AENG bercerita tentang bajingan bernama Alimin. Dia harus berurusan dengan penjara karena membunuh kekasihnya yang serong dengan lelaki lain. Kekasihnya disebut sebagai pelacur, tetapi Alimin tidak peduli akan hal itu, barangkalai ia suka dan tidak ingin diduakan lalu dengan mudah yang menebas leher kekasihnya sekaligus janin dalam kandungannya Ketika ia tahu dirinya dikhianati. Tak hanya itu, ia juga mengakui semua perbuatannya telah membunuh beberapa orang karena suruhan dan memperkosa banyak Perempuan, merampok barang milik tetangga atau siapa saja.
Di dalam penjara ia merenungi dirinya sendiri dan mengakui dosa-dosanya itu. Sejak kecil ia telah melihat ibunya dipukuli bapaknya. Barangkali karena itu Alimin bebas melakukan perbuatan itu tanpa rasa takut secara berulang. Dia juga bertanya pada dirinya sendiri mengapa dirinya yang seorang bajingan kecil harus dipenjara dan dieksekusi, sedangkan para koruptor di negeri ini hanya dihukum ‘ecek-ecek’.

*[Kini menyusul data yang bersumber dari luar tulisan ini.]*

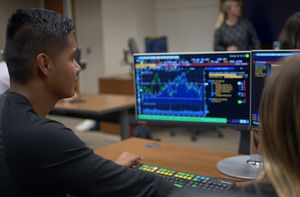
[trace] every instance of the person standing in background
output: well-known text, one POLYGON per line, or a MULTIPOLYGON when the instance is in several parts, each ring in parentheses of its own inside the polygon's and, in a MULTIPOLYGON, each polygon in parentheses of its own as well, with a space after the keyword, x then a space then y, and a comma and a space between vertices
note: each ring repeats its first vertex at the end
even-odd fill
POLYGON ((281 49, 300 49, 300 12, 294 13, 287 19, 279 41, 281 49))
POLYGON ((239 0, 225 0, 216 23, 215 51, 260 49, 260 42, 253 25, 242 18, 239 0))

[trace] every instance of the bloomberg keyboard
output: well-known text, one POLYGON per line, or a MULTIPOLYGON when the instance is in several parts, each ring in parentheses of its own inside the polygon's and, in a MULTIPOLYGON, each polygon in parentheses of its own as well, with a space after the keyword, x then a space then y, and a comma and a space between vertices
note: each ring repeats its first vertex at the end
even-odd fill
POLYGON ((199 176, 141 163, 132 166, 132 168, 161 176, 179 188, 190 187, 205 191, 227 191, 235 185, 235 182, 225 179, 199 176))

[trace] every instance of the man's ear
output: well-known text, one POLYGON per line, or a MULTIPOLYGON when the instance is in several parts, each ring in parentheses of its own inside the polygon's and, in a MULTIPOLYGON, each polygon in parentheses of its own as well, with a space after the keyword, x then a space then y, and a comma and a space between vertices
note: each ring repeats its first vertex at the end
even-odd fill
POLYGON ((36 57, 36 63, 38 73, 42 74, 43 76, 48 76, 52 65, 51 58, 45 53, 40 53, 36 57))

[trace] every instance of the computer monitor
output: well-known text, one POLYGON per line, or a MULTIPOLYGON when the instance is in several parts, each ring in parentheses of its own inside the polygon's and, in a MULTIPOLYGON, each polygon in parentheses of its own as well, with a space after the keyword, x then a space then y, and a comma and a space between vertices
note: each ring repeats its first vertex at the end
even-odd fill
POLYGON ((252 51, 252 105, 251 126, 259 126, 259 102, 265 80, 279 67, 279 61, 285 57, 299 55, 300 50, 256 50, 252 51))
POLYGON ((146 53, 168 52, 168 39, 166 36, 155 36, 145 38, 146 53))
POLYGON ((250 52, 135 54, 136 118, 249 127, 250 52))
MULTIPOLYGON (((252 93, 251 93, 251 126, 259 127, 259 102, 266 77, 279 66, 279 61, 287 56, 295 55, 293 50, 257 50, 252 51, 252 93)), ((217 164, 220 172, 238 178, 254 179, 263 167, 262 156, 243 155, 226 158, 217 164)))

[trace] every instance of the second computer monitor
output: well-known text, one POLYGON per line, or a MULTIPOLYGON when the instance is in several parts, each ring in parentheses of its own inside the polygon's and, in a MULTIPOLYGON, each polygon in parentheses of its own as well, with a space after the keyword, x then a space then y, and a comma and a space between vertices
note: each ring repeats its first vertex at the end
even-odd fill
POLYGON ((166 36, 146 37, 146 53, 168 52, 168 39, 166 36))
POLYGON ((250 125, 250 52, 134 56, 139 121, 250 125))
POLYGON ((300 50, 259 50, 252 52, 251 125, 254 128, 259 126, 259 102, 267 76, 279 67, 280 60, 299 53, 300 50))

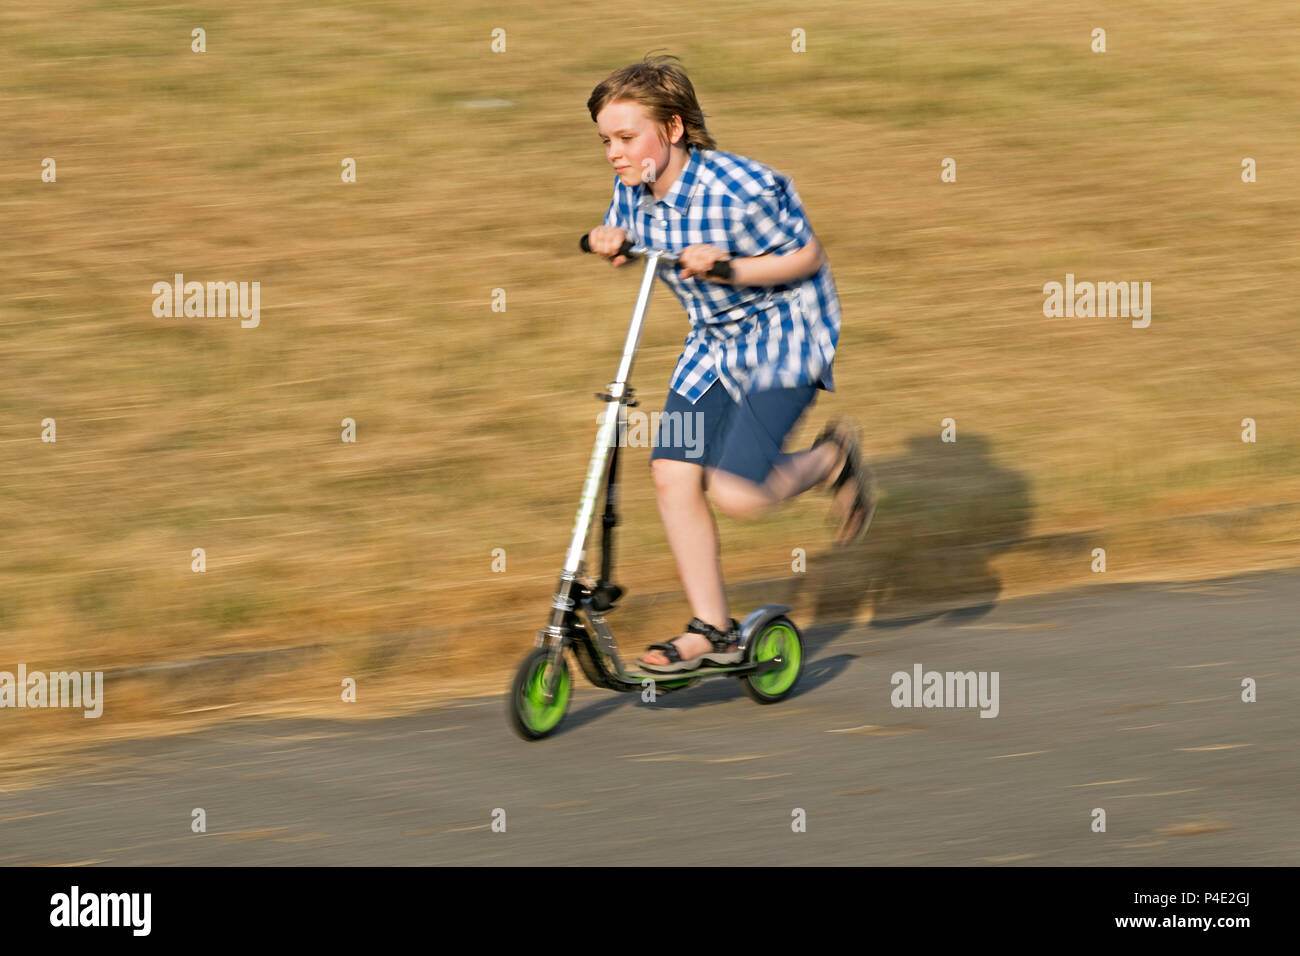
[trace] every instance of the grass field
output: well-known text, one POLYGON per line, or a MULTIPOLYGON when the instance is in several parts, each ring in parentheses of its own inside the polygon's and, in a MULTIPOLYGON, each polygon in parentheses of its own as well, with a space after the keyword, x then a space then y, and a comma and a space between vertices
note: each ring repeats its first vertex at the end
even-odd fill
MULTIPOLYGON (((501 683, 545 621, 638 279, 577 252, 612 186, 584 104, 652 49, 720 148, 799 189, 844 325, 797 437, 855 416, 884 490, 848 554, 824 499, 720 517, 729 582, 780 579, 811 622, 1295 563, 1300 512, 1267 506, 1300 502, 1298 26, 1290 0, 6 7, 0 669, 349 640, 201 700, 123 690, 123 722, 329 706, 343 676, 366 712, 501 683), (260 282, 260 325, 155 318, 175 273, 260 282), (1150 326, 1044 318, 1066 273, 1150 282, 1150 326), (418 653, 366 640, 421 629, 418 653)), ((686 331, 657 290, 644 410, 686 331)), ((620 581, 670 594, 647 457, 620 581)), ((629 608, 620 636, 690 616, 629 608)))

Yoseph Tien dan Riany Sitanggang, dalam diskusi pasca pertunjukan bersepakat mengatakan bahwa apa yang terlihat dari cerita dalam naskah menunjukkan perulangan ceriat berbasis kekerasan, ketika masa kecil melihat kekerasan atau memperoleh kekerasan adalah hal yang biasa, maka selanjutnya dapat dipastikan kekerasan itu akan berulang. Inilah poin penting yang bisa ditarik sebagai kesimpulan, stop kekerasan, karena sekali kita melakukannya akan cenderung untuk mengulangnya kalua tidak ada cara yang efektif untuk mengakhirinya.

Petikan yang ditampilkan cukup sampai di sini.